La Mancha August 2013 | Weeks 3, 4 & 5 – Semanas III, IV, V

This post is going to be shorter and more random than the last one, as for one reason or another we didn't end up doing as much this past three weeks but I'm going to write about some of the highlights. 

Madrid: We went to Madrid on the 14th September, one of my favourite cities and the first stop was the Real Jardín Botánico. What an amazing place! As we walked beside the gardens and approached the entrance, the sound of parakeets resonated everywhere. The gardens are phenomenal with plants familiar to me from England such as Quercus robur (English Oak), alongside more exotic species such as Hibiscus syriacus, and Spanish endemisms such as the Canarian Palm (Phoenix canariensis).
    As we were walking around, I noticed a large butterfly flying around - A MONARCH! - I couldn't believe my eyes, as it was one of those species that was so familiar to me but not in the flesh. One of the best nature moments ever for me, and I even managed a decent-ish picture was a miracle for me.

Monarch Butterfly Danaeus plexippus

Plants: As with the last trip, Gui and I spent some time collecting plants for our herbariums. One day, in what I think was the third week, we once again spent the day in the mountains in the south of the province. This time we went to a different area to the previous, and instead went to the Riópar area. One of the most amazing places I have ever visited, which we visited that day was El Nacimiento del Rio Mundo. Mountains, waterfalls, pines, vultures... what more could you want! And an amazing array of flora. Ferns were one of the main plants we saw this trip, and the park of the Nacimiento del Rio Mundo was no exception.
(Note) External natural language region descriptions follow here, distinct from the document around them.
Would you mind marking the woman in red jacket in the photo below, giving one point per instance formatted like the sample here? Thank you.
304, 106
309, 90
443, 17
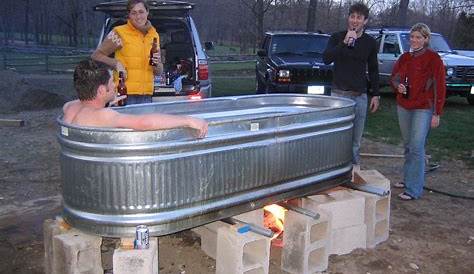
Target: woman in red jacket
418, 78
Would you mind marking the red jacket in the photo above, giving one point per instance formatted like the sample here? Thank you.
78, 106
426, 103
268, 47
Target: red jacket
425, 73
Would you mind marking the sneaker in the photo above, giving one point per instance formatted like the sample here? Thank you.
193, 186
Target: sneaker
405, 196
399, 185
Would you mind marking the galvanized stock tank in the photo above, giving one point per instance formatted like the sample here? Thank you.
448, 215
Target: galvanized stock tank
260, 150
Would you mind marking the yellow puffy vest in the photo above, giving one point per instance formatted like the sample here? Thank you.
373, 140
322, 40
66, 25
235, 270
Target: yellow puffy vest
135, 56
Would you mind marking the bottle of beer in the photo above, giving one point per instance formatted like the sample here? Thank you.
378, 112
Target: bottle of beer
153, 50
407, 88
351, 42
122, 89
168, 78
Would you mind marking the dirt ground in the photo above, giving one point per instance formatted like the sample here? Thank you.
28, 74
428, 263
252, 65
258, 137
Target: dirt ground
432, 235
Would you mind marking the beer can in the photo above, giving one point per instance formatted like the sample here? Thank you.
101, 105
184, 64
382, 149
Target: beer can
142, 237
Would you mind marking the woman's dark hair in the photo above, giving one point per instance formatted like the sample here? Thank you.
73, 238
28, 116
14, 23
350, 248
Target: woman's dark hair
88, 76
359, 8
132, 3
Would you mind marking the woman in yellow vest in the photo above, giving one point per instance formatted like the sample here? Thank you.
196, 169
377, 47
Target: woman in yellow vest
131, 44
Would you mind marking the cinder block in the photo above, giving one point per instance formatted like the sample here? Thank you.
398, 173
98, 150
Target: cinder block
241, 253
208, 233
254, 217
306, 243
143, 261
377, 217
373, 178
75, 252
344, 208
344, 240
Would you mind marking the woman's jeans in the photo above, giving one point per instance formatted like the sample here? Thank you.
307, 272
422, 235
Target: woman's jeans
138, 99
359, 120
414, 126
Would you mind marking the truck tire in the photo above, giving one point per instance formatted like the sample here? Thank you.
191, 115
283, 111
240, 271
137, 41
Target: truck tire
261, 88
470, 100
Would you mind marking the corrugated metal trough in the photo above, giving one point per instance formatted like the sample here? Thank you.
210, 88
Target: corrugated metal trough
260, 150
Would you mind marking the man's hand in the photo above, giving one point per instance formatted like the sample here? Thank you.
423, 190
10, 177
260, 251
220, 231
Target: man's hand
116, 100
434, 121
374, 103
120, 68
199, 125
401, 89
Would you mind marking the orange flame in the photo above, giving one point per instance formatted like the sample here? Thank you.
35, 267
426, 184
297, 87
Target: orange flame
275, 219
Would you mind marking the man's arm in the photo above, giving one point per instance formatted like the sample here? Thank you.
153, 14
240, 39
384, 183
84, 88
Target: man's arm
373, 70
333, 49
154, 121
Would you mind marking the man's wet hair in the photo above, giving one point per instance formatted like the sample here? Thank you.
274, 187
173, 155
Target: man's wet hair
88, 76
132, 3
359, 8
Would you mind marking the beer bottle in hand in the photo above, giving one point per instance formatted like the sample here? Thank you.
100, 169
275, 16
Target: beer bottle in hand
407, 88
122, 89
153, 50
351, 41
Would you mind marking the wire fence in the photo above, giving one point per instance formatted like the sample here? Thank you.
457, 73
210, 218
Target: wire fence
50, 64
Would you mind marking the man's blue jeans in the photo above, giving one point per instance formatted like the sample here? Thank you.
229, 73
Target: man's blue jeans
414, 125
359, 120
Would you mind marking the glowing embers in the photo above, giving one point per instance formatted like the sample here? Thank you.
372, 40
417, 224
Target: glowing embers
274, 218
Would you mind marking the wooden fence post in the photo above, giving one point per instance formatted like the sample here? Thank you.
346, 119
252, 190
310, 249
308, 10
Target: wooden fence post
4, 61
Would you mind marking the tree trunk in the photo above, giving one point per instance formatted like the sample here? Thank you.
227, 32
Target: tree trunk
402, 13
260, 12
26, 23
311, 20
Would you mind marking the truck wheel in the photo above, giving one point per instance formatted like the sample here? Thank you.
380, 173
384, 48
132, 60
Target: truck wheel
261, 88
470, 99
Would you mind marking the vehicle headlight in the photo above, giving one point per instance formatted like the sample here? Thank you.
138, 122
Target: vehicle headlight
283, 73
450, 71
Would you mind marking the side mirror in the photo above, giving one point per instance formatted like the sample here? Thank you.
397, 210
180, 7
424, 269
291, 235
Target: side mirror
262, 53
209, 45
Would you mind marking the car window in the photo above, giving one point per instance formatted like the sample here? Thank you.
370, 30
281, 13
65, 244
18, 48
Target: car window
390, 44
265, 42
437, 42
378, 40
298, 44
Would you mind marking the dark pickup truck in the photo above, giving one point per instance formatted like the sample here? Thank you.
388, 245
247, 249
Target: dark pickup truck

We saw four species on the site alone; Asplenium trichomanes, Ceterach officinarium, Adiantum capillus-veneris, and Pteridium aquilinum; one of our most familiar and widespread Fern species: Bracken. As if five species of these fascinating plants wasn't enough, whilst driving through Riópar on the way for Lunch; Gui spotted some Equisetums (Horsetails) on the outskirts of the village. After Lunch we stopped off to get some cuttings for our herbarium and after some identification at home we came to the conclusion of Equisetum telmateia. One of the most interesting additions! 
        Although we did get many other species, I'm going to save it all for a Herbarium post which you can expect at some point in the future so I can go into a bit more detail, and also due to the fact that I am not with them right now and have forgotten most of them. 

Dotterels: Our last wildlife trip out was to see one of the most beautiful waders: the Dotterel (Charadrius morinellus). We (Rafa, Gui and I) didn't have to journey far as in Albacete, the sandy, agricultural land in the outskirts of the city provides a great stopping ground for these birds whilst on passage. We first travelled down some of the many dirt tracks which wove between the fields, but were unsuccessful on the Dotterel front for a while, though we did see Short-toed Eagle (Circaetus gallicus), and my first views of one not in flight, as well as Black Kite (Milvus migrans), Marsh Harrier (Circus aeruginosus), Little Owl (Athene noctua), and always lovely, a Hoopoe (Upupa epops). When we arrived at the site of the Dotterels, we were traversing the sandy field, trying not to sink in when Gui spotted a strange looking falcon. On the first glance, Hobby seemed the obvious option as the behaviour was very much the same; chasing a Hirundine. However after having a closer look, the shape was not Swift-like like a hobby, and the bird was slightly larger and furthermore different in colour. After a moment of pondering, Rafa confirmed that it was in fact an Eleonora's Falcon; a lifer for Gui and I as we had missed out the last time in Spain, as Rafa had seen some in the same site just a couple of days after we went. As if this wasn't awesome enough, within a minute or so of the sighting, we finally found our Dotterels. At first, we didn't get such great views but they were quite obliging and on getting closer I even managed to get an ok photo. We walked on further, towards the car and found a field full of individuals, and got even better views, but as we did the sun started to go down and so it was time to head home.

Short-toed Eagle feeding on a Woodpigeon


And that's it for the Spain reports for now, though I am hoping to return at Christmas for the third instalment!